I think one of the things that it's also very good at
is for real computer interaction.
There's an OS world verified.
It basically evaluates how well an AI can operate
a desktop environment.
It's, you know, pretty much just like,
takes a screenshot and then it uses the keyboard
and mouse commands to go and click stuff.
Right now it has about a 75% success rate.
I've used chat to 50 agents.
It's not perfect.
It's actually not my go to.
I don't use it that much.
I wish I could use it more.
I think Anthropic is doing better in this.
But 75% success rate, like they are improving
their success rate is up a bit.
It's better than GPT 5.2.
I still don't think it's the best.
There's a major focus on kind of how it is being used
professionally.
Open AI says their model right now is significantly better
at basically giving the kind of deliverables
that people use in real work.
So things like spreadsheets, presentations,
financial models, legal analysis.
All of those, they've done a bunch of different tasks
and they had one performed by a junior investment banker
analyst.
It got 87% compared to 68% that GPT 5.2 got.

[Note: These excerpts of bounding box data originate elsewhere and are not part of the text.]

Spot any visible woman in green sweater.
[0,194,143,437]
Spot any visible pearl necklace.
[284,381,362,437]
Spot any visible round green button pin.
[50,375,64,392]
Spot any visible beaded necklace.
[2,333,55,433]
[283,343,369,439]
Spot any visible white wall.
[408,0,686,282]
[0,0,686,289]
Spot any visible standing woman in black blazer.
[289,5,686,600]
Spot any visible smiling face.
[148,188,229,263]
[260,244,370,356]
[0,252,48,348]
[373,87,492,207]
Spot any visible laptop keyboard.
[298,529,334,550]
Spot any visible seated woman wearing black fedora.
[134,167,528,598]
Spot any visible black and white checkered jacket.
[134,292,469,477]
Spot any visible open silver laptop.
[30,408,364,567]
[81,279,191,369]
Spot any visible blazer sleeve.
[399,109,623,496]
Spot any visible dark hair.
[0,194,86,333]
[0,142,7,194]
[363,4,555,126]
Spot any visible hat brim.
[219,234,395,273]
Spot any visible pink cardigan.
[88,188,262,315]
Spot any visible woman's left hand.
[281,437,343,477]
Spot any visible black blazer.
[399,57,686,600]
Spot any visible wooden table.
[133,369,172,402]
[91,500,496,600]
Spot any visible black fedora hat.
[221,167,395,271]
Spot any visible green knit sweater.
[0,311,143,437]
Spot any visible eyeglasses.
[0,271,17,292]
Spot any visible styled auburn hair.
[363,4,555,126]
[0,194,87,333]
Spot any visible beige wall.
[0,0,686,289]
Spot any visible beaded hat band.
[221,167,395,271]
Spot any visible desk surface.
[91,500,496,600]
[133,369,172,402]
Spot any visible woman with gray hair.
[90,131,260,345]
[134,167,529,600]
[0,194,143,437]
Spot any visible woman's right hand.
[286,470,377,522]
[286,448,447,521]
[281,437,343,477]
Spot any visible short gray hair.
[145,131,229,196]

Some human evaluators also preferred it about 68% of the time.
They said it had better visuals and better structure.
So there's some cool stuff.
Okay, cool features that you might actually use today.
This is the one I'm very excited about.
It has what they're calling steerability,
but basically when you're talking to chat GPT,
it's available in the API too, which is I think crazy.
But it's on chat GPT.
If you're talking to chat GPT and you can kind of see
it's reasoning, right?
Like it's thinking through some stuff
and it puts a couple steps down
and you realize it's going in the wrong direction.

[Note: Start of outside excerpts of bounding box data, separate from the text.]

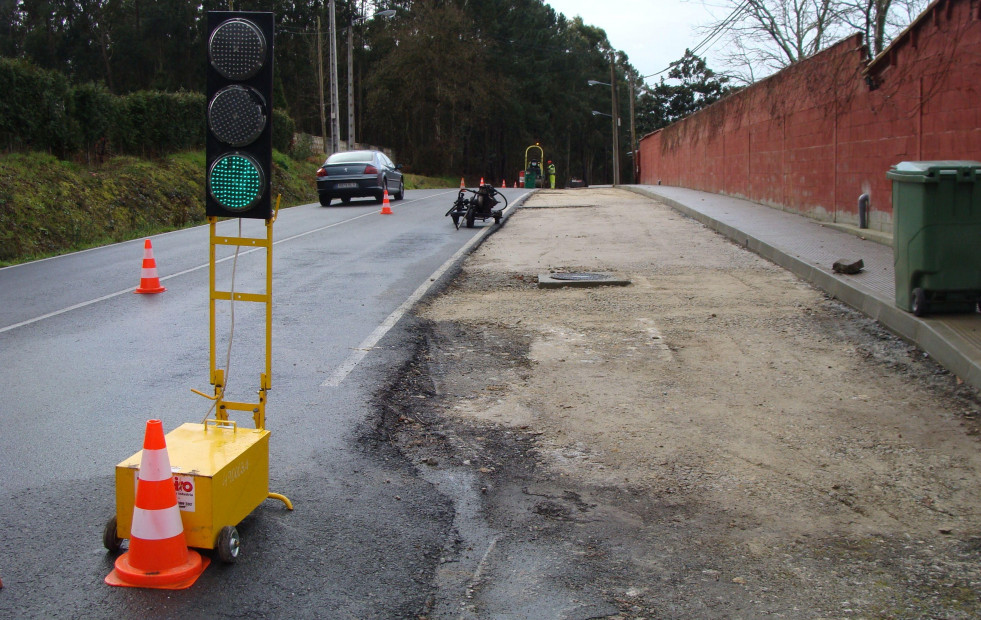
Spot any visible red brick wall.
[640,0,981,231]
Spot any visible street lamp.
[347,9,395,151]
[586,55,620,185]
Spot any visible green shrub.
[273,108,296,153]
[0,58,74,155]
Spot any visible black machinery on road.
[446,183,508,229]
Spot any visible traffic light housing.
[205,11,273,220]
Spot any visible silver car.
[317,151,405,207]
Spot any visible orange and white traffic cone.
[133,239,167,294]
[105,420,211,590]
[381,189,392,215]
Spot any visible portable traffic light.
[206,11,273,220]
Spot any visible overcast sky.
[544,0,723,84]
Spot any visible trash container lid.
[886,160,981,180]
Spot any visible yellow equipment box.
[116,420,268,549]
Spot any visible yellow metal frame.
[191,196,293,510]
[208,214,270,429]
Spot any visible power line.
[640,0,753,80]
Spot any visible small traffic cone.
[381,189,392,215]
[106,420,211,590]
[133,239,167,294]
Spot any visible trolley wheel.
[910,288,927,316]
[215,525,242,564]
[102,515,123,553]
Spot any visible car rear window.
[327,152,371,164]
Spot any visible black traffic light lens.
[208,153,266,212]
[208,85,267,147]
[208,18,266,80]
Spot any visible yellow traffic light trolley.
[103,199,293,562]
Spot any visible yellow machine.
[524,142,548,189]
[103,199,293,562]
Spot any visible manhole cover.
[549,272,610,282]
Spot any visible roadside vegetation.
[0,151,455,267]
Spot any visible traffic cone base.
[105,420,211,590]
[133,239,167,295]
[106,548,211,590]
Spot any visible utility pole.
[627,75,639,183]
[610,52,620,185]
[347,18,354,151]
[328,0,341,153]
[317,15,327,153]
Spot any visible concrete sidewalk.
[620,185,981,389]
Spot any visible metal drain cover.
[538,271,630,288]
[550,272,612,282]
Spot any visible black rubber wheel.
[215,525,242,564]
[102,515,123,553]
[910,288,927,316]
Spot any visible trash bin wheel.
[910,288,928,316]
[215,525,241,564]
[102,515,123,553]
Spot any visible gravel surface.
[383,189,981,618]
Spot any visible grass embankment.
[0,151,453,266]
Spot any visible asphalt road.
[0,190,525,618]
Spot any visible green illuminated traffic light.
[205,11,274,220]
[208,153,265,212]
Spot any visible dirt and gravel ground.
[385,189,981,618]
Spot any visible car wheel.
[215,525,242,564]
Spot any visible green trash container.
[886,161,981,316]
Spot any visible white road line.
[320,195,524,387]
[0,199,448,334]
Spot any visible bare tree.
[696,0,929,83]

You know, maybe you're like,
hey, I'm trying to visit like the best beach for surfing.
And it's like, okay, looking at beaches and quiet
and you're like, oh crap, like I'm in California,
I don't wanna see quiet and you're like,
then you can type a message like specifically in California
and mid like prompt mid response
that actually takes into account what you just said
and is steerability, it's going to go and incorporate
that into what it's looking at and into its reasoning
and give you an updated response.
So basically you can do mid response prompts
and it's gonna take that into account
and change its prompt and give you better prompt mid response.

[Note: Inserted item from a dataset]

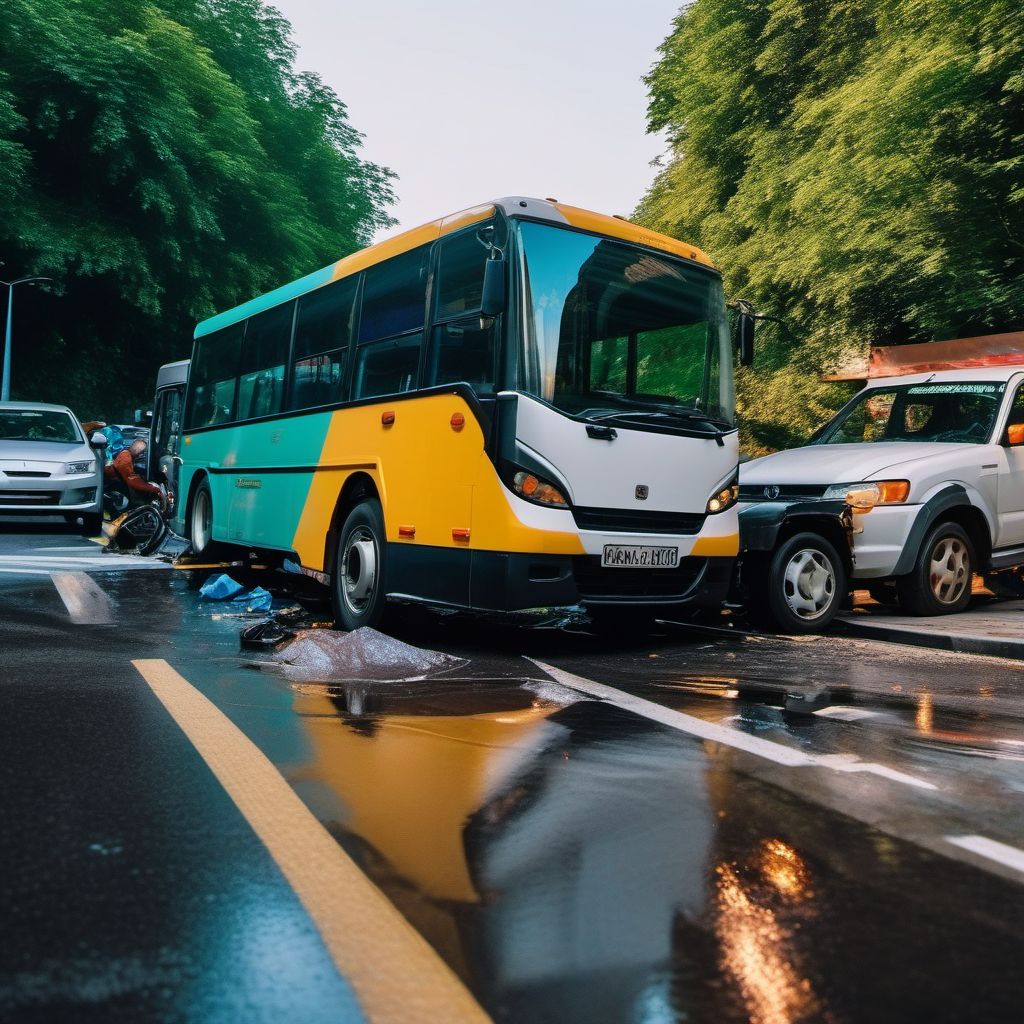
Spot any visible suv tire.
[896,522,976,615]
[754,531,847,633]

So it's kind of interesting
because I think they did a couple clever things here,
but one of them is like, when you ask a question,
you have to wait for it to think,
you have to wait for it to reply,
you sit there and you wait.
We all hate waiting and so if in the middle of waiting,
we're reading its line of reasoning
and we're giving a more input and more feedback,
it feels like we did a lot less waiting.
We're really just kind of reading
and we're trying to throw in something
and it can get it down faster and better
rather than having to wait for it to spit out the whole thing
and you'd be like, okay, this is wrong
and here's why it's wrong
and here's what you should do instead.
You could do that in the middle
of the chat conversation response,
which is really cool in my opinion.
Something else I've kind of focused on right now
is online research.
Apparently it can search across
like a greater number of sources on the web
so it can kind of instead of just like,
okay, we're looking at this website,
get in some data and now we're gonna look at this website.
It's gonna go and search just like a ton
at the same time across the web
and then it's gonna follow leads across different pages.
So it might get an idea from something to read on one article,
it's gonna go follow that
to another article bounce around a lot more.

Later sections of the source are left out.